Never try to fix stupid. If someone is really that stupid, then leave well enough alone.


----------



## robertc (Jul 25, 2015)

GTs58 said:


> Looks like the fork is bent. [emoji14]



Looks like the fork is backwards from the bars. Look at the fender.


----------



## wspeid (Jul 25, 2015)

She gives the link to the manufacturer and a google search shows you can buy the bike new for $169.  I'd spend the extra $19 for sure.


----------



## morton (Jul 26, 2015)

*make all other riders jealous that you have the coolest bike in town*

Really?


----------



## spoker (Jul 26, 2015)

was curious about the address which is local 2 me,its a used car lot!!


----------



## GTs58 (Jul 26, 2015)

spoker said:


> was curious about the address which is local 2 me,its a used car lot!!

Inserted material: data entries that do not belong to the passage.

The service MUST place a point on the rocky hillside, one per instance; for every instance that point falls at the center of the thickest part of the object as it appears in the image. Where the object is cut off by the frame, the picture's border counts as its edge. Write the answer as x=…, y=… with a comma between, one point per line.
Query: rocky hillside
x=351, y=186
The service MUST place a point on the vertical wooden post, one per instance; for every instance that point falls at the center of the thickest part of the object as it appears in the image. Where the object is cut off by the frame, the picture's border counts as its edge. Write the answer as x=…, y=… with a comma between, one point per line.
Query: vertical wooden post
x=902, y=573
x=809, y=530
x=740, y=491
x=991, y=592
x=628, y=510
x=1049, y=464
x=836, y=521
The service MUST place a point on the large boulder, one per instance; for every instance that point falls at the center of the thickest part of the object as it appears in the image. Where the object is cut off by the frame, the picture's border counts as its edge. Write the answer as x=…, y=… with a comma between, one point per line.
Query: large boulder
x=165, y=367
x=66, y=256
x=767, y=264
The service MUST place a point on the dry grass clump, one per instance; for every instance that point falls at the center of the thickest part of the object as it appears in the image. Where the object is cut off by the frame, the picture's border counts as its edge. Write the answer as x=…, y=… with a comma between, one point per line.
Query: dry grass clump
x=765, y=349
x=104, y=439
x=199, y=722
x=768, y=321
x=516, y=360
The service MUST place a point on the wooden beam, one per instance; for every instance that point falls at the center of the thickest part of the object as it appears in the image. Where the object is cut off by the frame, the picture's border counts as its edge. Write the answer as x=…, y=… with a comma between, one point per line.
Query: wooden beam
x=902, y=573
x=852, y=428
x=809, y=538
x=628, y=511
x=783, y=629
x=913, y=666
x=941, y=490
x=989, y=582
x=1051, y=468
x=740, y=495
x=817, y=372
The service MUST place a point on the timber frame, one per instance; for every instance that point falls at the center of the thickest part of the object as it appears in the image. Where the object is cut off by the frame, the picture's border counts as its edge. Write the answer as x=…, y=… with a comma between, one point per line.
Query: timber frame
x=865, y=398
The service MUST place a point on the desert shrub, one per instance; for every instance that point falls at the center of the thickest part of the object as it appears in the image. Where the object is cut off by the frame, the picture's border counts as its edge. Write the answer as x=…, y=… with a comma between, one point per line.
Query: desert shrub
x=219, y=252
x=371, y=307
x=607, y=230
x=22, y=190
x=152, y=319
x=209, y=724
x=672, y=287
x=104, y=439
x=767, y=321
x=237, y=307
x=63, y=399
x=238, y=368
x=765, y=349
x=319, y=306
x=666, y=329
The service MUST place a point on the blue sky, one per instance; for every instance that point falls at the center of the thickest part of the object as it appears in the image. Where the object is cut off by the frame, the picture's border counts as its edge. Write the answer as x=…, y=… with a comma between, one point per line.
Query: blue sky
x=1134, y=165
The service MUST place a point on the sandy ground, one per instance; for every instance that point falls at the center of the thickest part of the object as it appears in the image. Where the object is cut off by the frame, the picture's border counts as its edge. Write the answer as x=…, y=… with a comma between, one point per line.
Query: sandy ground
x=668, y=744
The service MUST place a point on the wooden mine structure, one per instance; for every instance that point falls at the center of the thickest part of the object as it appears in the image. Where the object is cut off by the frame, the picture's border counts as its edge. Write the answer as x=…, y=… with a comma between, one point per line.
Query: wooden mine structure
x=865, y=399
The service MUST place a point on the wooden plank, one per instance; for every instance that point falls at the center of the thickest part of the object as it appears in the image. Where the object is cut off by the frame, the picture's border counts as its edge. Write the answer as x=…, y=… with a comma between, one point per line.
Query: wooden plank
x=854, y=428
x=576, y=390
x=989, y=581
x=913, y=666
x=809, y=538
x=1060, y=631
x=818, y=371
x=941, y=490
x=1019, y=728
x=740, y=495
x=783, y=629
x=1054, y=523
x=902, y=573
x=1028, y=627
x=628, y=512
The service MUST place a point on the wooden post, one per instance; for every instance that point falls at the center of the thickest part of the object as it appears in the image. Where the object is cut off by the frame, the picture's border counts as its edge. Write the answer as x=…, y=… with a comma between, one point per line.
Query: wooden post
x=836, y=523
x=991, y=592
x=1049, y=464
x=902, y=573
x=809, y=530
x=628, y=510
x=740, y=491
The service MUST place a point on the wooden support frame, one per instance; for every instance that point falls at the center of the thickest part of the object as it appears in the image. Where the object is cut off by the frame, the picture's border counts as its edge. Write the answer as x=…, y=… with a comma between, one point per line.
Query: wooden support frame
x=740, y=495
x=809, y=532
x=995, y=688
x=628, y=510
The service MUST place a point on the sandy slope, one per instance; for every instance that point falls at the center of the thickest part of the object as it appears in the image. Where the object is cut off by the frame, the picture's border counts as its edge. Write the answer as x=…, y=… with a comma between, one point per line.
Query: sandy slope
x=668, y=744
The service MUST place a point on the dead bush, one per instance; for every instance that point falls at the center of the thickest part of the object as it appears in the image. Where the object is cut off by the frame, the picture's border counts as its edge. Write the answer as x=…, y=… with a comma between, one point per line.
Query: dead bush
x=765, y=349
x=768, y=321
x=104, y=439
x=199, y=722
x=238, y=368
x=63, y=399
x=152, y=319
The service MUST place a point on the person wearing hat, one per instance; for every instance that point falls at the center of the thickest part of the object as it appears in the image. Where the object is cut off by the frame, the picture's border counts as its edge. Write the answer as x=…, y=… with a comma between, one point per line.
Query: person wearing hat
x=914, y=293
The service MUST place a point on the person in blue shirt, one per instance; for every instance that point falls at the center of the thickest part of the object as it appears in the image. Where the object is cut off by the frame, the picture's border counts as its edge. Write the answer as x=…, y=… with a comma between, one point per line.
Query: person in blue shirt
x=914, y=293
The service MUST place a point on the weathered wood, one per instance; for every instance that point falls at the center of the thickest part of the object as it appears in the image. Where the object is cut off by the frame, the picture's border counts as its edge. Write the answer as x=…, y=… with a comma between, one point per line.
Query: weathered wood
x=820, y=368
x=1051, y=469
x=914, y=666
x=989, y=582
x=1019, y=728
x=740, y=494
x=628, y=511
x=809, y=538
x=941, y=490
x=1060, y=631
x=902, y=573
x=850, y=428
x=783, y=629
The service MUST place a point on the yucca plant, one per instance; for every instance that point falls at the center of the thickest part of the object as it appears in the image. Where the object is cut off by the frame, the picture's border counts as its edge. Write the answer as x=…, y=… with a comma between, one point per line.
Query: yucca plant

That's pretty scary. I wonder if all their used cars have the steering wheels installed upside down.   LOL


----------



## bricycle (Jul 26, 2015)

I would have used it very little also.....


----------



## Euphman06 (Jul 26, 2015)

OH MAN! I just saw a local bike with the fork on backwards and shot an FYI email to the seller. Very rude back to me because "his dad bought it from the store that way". Emailed him back saying if the quick release or hub bolts got loose the front wheel would fall right off with the fork ends facing backwards. I think that opened his eyes because he responded with "Ok, I'll check it out". LOL, people...


----------